Un set de pochoirs et des bombes aérosols pour Evol
L’idée des façades lui vient un jour où, au fond du trou, Evol se rend au service chômage local. L’architecture du bâtiment, hérité de la reconstruction de masse de l’Allemagne socialiste d’après-guerre, le frappe comme un coup en pleine face. Ces façades symbolisent l’échec d’une politique urbaine, et l’absurdité de ces bâtiments anonymes et inhumains dans lesquels plus personne ne veut vivre. « Ces buildings sont le produit des hommes. Les gens qui les ont planifiés, les gens qui les ont construits et ceux qui y vivent, chacun y laisse sa trace» raconte Evol à Hugo Vitrani devant les caméras de Mediapart.
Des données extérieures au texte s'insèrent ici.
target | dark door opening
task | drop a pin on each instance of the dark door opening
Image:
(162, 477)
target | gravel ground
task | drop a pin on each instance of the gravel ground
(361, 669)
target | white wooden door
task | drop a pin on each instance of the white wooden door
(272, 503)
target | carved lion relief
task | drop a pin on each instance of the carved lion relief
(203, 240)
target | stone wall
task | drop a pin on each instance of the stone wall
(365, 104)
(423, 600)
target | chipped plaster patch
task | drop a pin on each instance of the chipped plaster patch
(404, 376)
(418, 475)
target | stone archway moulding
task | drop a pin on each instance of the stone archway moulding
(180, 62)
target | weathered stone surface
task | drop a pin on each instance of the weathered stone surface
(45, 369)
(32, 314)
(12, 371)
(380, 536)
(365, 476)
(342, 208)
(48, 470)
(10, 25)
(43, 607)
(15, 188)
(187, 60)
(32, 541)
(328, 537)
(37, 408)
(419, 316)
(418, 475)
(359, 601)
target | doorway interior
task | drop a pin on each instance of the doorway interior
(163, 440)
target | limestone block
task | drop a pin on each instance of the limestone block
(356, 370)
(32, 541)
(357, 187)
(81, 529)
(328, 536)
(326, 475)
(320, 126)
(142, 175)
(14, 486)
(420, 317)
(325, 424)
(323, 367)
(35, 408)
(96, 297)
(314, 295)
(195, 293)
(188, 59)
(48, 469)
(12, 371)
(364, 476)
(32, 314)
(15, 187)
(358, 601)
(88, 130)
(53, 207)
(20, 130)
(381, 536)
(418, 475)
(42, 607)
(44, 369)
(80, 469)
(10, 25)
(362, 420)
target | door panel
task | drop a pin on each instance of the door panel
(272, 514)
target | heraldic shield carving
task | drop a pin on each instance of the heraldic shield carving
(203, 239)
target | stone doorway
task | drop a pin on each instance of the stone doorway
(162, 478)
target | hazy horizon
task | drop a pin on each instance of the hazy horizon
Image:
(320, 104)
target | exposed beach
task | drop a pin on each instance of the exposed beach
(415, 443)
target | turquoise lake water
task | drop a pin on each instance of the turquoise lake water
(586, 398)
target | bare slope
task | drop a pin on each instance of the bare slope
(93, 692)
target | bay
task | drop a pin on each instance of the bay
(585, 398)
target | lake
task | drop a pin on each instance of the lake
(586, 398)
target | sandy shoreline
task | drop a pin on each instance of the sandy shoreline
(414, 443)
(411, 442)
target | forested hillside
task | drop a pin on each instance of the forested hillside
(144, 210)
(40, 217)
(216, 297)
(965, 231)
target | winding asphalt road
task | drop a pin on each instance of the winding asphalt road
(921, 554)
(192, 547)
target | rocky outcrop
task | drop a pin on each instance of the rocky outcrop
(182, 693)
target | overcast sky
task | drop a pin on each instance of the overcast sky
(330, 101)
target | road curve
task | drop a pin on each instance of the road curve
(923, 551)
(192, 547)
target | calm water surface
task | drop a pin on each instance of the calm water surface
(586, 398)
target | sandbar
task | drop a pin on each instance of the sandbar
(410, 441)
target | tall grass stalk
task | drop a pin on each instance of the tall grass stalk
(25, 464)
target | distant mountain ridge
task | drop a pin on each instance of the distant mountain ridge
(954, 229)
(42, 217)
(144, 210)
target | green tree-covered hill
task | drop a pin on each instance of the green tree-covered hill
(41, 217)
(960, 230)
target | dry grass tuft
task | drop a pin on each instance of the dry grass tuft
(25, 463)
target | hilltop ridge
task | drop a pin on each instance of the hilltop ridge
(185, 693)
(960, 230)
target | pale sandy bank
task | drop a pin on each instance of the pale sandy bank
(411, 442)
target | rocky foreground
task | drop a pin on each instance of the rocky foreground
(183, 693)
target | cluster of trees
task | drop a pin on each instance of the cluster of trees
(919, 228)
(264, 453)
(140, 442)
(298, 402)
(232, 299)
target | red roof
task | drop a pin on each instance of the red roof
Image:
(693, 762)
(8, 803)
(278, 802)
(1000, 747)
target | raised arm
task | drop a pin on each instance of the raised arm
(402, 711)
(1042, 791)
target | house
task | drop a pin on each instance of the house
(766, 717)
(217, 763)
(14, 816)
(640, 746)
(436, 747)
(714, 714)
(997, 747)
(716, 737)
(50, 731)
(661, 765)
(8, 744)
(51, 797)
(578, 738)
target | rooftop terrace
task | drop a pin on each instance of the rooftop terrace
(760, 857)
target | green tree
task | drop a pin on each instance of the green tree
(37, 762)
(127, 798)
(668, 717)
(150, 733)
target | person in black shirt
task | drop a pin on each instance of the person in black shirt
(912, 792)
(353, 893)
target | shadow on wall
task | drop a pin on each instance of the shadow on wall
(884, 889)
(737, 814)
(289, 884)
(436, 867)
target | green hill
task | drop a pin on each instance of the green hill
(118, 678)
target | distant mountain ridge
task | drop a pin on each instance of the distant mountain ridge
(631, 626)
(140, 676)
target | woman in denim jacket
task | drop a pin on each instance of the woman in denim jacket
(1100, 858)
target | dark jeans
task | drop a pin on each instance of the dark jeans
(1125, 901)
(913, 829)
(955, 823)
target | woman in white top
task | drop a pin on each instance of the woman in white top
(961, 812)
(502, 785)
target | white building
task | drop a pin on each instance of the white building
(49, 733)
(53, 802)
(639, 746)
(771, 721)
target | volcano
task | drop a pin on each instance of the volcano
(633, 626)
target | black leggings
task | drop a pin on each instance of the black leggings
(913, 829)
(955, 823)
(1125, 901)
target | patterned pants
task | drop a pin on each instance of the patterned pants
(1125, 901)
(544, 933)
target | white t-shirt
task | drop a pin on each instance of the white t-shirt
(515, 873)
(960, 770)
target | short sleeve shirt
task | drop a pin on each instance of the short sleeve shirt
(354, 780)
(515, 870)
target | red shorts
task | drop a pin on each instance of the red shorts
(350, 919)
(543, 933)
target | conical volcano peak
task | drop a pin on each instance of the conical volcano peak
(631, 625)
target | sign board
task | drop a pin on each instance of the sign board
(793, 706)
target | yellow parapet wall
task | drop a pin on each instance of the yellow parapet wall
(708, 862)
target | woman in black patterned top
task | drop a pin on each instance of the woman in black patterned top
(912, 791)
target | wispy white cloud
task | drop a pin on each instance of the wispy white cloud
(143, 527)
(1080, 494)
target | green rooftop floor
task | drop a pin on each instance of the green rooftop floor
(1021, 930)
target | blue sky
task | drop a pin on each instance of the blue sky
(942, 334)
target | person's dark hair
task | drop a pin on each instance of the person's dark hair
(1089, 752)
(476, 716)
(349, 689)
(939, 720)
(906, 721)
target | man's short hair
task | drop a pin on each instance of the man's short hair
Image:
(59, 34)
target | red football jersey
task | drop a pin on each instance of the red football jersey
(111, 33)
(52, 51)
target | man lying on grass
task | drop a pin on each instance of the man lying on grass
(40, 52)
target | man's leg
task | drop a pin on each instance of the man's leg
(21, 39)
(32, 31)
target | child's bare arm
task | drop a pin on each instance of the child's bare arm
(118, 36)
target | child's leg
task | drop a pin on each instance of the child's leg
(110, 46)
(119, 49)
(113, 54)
Ces traces, laissées sur le béton, graffitis ou marques du temps, Evol y accorde une importance particulière. Il aime les laisser s’intégrer à ses œuvres. Elles y ajoutent des touches subtiles qui racontent une histoire. Ainsi ces façades, réalisées à partir d’un set très basique de pochoirs modulaires, sont à la fois toutes semblables et différentes. L’artiste attire ainsi l’œil sur l’invisible, ces objets du quotidien et façades auxquelles on ne porte plus attention, sans oublier tous ceux et celles qui ont vécu ou vivent encore dans ces cités, dans ces barres d’immeubles anonymes. Car l’humain est au cœur de l’œuvre d’Evol, même s’il a choisi délibérément de ne pas le représenter.
Des mini-cités sur des cartons recyclés
A côté de ses œuvres de rue, Evol miniaturise également des bâtiments, dans le même esprit, mais en atelier. Là encore le support est fait de cartons usagés qui servent de toile de fond. « Le travail en atelier est beaucoup plus élaboré » explique Evol. Ces mini-bâtiments de cartons, parfois de complètes mini-cités sont exposés à travers le monde dans diverses expositions. En 2011, Evol, reconnu comme l’un des meilleurs pochoiristes européens, a reçu le prix Slick de Arte et Beaux-Arts magazine.
Evol est un artiste plutôt discret, peu présent dans les médias. Il apprécie particulièrement l’hommage donné à son œuvre dans la rue par des anonymes. « Je suis content de voir que les gens réagissent en dessinant des drapeaux aux fenêtres, des petits graffitis ou en personnalisant mes œuvres avec leurs propres personnages. »
On peut ainsi découvrir des œuvres d’Evol au détour d’une rue dans l’une des nombreuses villes où il est passé, de Paris à Istanbul. Son travail en studio est actuellement exposé et jusqu’au 30 novembre prochain au Krasnoyarsk Museum Center en Sibérie à l’occasion de la Biennale “Touching Practices”.